For the past fifteen years up until very recently I was heavily involved the telecommunications industry, with a focus on using copper and fibre technology to deliver high speed networks for both businesses and Internet Service Providers across the UK. We built a platform known as the Data Delivery Network which won a Queen’s Award for Enterprise in 2015 which focussed on improving internet access for remote areas of the UK. The platform achieved this by linking up fibre providers to a central platform which enabled Internet Service Providers to offer a wide range of products in a uniform way. Due to the innovation of the design which arguably was ahead of its time, at times it felt like pushing water up hill, but it was, and still remains, a key way to enable networks in far reaching parts of the country to become profitable, hence providing services to those who were previously out of reach.
Even today, there are around 50,000 dial-up subscribers and millions of homes without access to, what is now considered, fast internet (i.e. 80 Mb/s plus). And while the Government’s ambition to reach 100% of homes with fast internet by 2025 has been largely neglected due to the pandemic, Ofcom’s insistence that 10 Mb/s is to be considered ‘fast’ undermines what homes and businesses need. With the acceleration of online activity both during and post pandemic, the availability of super-fast fibre infrastructure is more important than ever for our country’s future. As I have previously spoken about, the benefits for this investment far out way the money currently being spend on other infrastructure projects like HS2.
Historically, whenever we talked about reaching far away communities, conversation would usually return to mobile networks or satellite broadband – both of which never really met the need. The Government has put a lot of focus on mobile networks to reach far away locations but with the issue of coverage and throughput restrictions it has never been a cheap or long-term solution. It is required that EE, for example, are able to hit 100% land coverage, following their win of the emergency services contract, this in itself is a big ask as usually mobile operators look to cover around 97% of populations not land. Likewise, as more customers use the network, contention has increased which has affected the usability for static users such as homes or businesses.

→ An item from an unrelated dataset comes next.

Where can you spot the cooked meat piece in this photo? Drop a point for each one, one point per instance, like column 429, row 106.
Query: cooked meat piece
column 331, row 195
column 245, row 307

With the beta testing of Starlink producing promising results, it does look like a completely new solution is going to provide the short to medium term solution we have needed. By launching hundreds of low orbit satellites, up to 40,000 apparently, Elon Musk’s company is solving some of the biggest issues that existing Satellite broadband currently faces such as the very high latency it runs at (for example 800 ms), low data throughput and high costs. Compared to Starlink which is managing in parts of the UK, as part of the trial, 150 Mb/s down and 20 Mb/s up with response rates below 50 ms – comparable to BT’s copper ‘fibre’ product. Couple this with unlimited data downloads and it looks like we have a solution that can now reach far away towns and villages with a much more robust and long-term solution.
As a technology it is a huge advancement and will do wonders for connectivity all over the world, including transport such as aircraft, ships, and trains. It does however provide an interesting conundrum and that is in relation to how busy space is becoming and the ability to launch future rockets through a sky full of very small satellites serving us with cheap, fast, internet access!